REPUBLIKA.CO.ID, JAKARTA -- Kementerian Lingkungan Hidup dan Kehutanan (KLHK) menyebutkan kualitas udara di Jakarta masih relatif bagus dari pemantauan yang dilakukan sejak 1 Januari hingga 30 Juni 2019. Data Air Quality Management System (AQMS) di Gelora Bung Karno (GBK) menunjukkan rata-rata harian PM2.5 sebesar 31,49 mikrogram per meter kubik (μg/m3).
Direktur Jenderal Pengendalian Pencemaran dan Kerusakan Lingkungan KLHK Karliansyah mengatakan jika dibandingkan dengan baku mutu udara ambien nasional, yakni 65 μg/m3, kualitas udara di Jakarta masih bagus dan sehat. Apabila dibandingkan dengan standar WHO pada angka 25 μg/m3, ia menyebutkan, kualitas udara di Jakarta juga masuk kategori sedang.
Menurut dia, data 2015-2016 yang ketika itu masih menggunakan pengukuran manual melalui evaluasi kualitas udara perkotaan (EKUP), secara keseluruhan udara Jakarta masih bagus karena masih di bawah ambang batas baku mutu udara ambien. "Jika dilihat per parameter atau per wilayah administrasi maka udara di Kota Jakarta tidak dapat dikatakan makin membaik atau menurun, melainkan relatif konstan," katanya di Jakarta, Jumat (5/7).

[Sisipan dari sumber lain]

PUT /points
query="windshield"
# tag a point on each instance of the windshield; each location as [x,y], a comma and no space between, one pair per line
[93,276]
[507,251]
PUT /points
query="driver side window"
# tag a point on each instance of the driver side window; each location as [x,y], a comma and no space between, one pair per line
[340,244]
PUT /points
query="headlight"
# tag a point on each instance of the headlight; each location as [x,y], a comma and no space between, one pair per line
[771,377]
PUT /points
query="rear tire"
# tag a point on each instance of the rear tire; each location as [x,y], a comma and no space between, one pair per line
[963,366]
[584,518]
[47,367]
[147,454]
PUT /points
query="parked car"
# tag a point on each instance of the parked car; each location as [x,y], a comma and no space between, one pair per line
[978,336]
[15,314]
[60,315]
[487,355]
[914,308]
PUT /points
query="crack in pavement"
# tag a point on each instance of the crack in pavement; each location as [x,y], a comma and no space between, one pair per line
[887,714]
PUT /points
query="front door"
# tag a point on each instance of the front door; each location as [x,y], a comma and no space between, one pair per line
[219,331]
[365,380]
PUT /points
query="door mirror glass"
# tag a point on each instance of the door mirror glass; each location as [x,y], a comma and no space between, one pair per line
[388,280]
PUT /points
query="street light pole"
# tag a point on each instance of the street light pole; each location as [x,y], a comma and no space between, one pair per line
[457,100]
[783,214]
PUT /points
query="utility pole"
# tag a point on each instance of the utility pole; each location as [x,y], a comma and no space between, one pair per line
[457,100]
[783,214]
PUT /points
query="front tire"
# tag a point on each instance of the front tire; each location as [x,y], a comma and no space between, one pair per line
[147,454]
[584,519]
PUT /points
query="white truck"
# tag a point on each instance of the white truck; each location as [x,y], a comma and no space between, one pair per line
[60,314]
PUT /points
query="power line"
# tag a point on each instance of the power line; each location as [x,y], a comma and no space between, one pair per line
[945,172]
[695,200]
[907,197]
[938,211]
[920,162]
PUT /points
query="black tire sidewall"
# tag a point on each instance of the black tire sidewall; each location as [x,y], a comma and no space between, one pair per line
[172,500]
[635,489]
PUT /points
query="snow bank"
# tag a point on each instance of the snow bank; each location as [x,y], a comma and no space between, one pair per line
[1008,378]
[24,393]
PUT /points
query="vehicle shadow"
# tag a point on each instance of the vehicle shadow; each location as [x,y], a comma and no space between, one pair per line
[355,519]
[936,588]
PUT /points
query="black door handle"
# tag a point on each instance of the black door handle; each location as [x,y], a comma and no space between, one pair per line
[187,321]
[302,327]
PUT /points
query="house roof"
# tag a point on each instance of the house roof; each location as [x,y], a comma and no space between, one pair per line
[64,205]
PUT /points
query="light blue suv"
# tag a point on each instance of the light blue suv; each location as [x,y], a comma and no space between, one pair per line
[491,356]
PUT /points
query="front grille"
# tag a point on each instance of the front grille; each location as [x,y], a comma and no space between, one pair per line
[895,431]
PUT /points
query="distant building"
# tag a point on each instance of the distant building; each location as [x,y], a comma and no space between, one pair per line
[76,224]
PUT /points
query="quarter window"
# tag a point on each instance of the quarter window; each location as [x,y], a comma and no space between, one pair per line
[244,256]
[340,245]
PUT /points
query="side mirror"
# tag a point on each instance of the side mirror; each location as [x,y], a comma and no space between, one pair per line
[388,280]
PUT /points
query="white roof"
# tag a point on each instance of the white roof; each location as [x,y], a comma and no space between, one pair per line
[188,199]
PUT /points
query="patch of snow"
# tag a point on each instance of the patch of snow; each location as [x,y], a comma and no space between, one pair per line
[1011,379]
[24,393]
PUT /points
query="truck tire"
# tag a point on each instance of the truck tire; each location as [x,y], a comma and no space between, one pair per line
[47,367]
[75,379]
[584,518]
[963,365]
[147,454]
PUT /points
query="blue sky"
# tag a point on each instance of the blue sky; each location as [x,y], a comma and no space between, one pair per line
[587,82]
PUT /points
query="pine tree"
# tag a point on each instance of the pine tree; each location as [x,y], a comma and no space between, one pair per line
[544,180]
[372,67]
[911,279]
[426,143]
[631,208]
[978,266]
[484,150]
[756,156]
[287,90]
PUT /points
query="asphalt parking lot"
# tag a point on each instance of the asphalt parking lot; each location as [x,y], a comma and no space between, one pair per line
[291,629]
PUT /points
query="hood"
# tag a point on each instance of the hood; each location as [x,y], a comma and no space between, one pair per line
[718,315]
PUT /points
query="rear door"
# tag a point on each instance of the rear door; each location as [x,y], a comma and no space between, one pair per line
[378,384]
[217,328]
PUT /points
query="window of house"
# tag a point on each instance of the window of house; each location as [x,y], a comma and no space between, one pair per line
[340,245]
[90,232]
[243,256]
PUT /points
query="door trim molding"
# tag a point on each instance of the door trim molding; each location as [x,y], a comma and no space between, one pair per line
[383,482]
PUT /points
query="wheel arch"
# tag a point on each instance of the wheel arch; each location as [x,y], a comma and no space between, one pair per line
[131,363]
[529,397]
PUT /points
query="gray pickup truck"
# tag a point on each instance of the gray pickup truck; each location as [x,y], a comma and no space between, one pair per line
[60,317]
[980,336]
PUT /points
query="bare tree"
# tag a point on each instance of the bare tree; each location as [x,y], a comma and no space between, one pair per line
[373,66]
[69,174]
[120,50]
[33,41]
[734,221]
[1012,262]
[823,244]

Dihitung menggunakan data air visual pada 2017 yang dikelola lembaga swadaya masyarakat (LSM) di Beijing, China, kata dia, kualitas udara Jakarta berdasarkan rata-rata PM2.5 berada pada urutan ke-160, yakni 29,7 μg/m3 atau kategori sedang. Menanggapi adanya gugatan terkait kondisi udara Jakarta yang makin memburuk, Karliansyah menjelaskan penyimpulan dilakukan secara rata-rata.
Karliansyah mengatakan, ada tiga titik selama rentang 19-27 Juni 2019 yang menunjukkan kualitas udara kurang bagus, tetapi datanya harus dilihat secara menyeluruh. "Saya khawatir yang disampaikan itu data sesaat, bukan rata-rata. Kami akui, betul itu, tetapi dirata-ratakan," katanya.
Sebelumnya, sejumlah individu yang tergabung ibu kota resmi melayangkan gugatan warga negara ke Pengadilan Negeri Jakarta Pusat, Kamis (4/7) guna menuntut hak untuk menikmati udara bersih. Gugatan kepada tujuh tergugat, yakni Presiden, Menteri Lingkungan Hidup dan Kehutanan, Menteri Kesehatan, Menteri Dalam Negeri, Gubernur DKI Jakarta, Gubernur Jawa Barat, dan Gubernur Banten.
Penyampaian gugatan itu melibatkan lintas profesi, mulai dari pengojek, mahasiswa, peneliti, dosen, pengusaha, hingga advokat. "Kami menggugat pemerintah terkait hal-hal yang menyebabkan kerusakan dan pencemaran udara," ujar Juru Kampanye Energi Greenpeace Indonesia Bondan Andriyanu.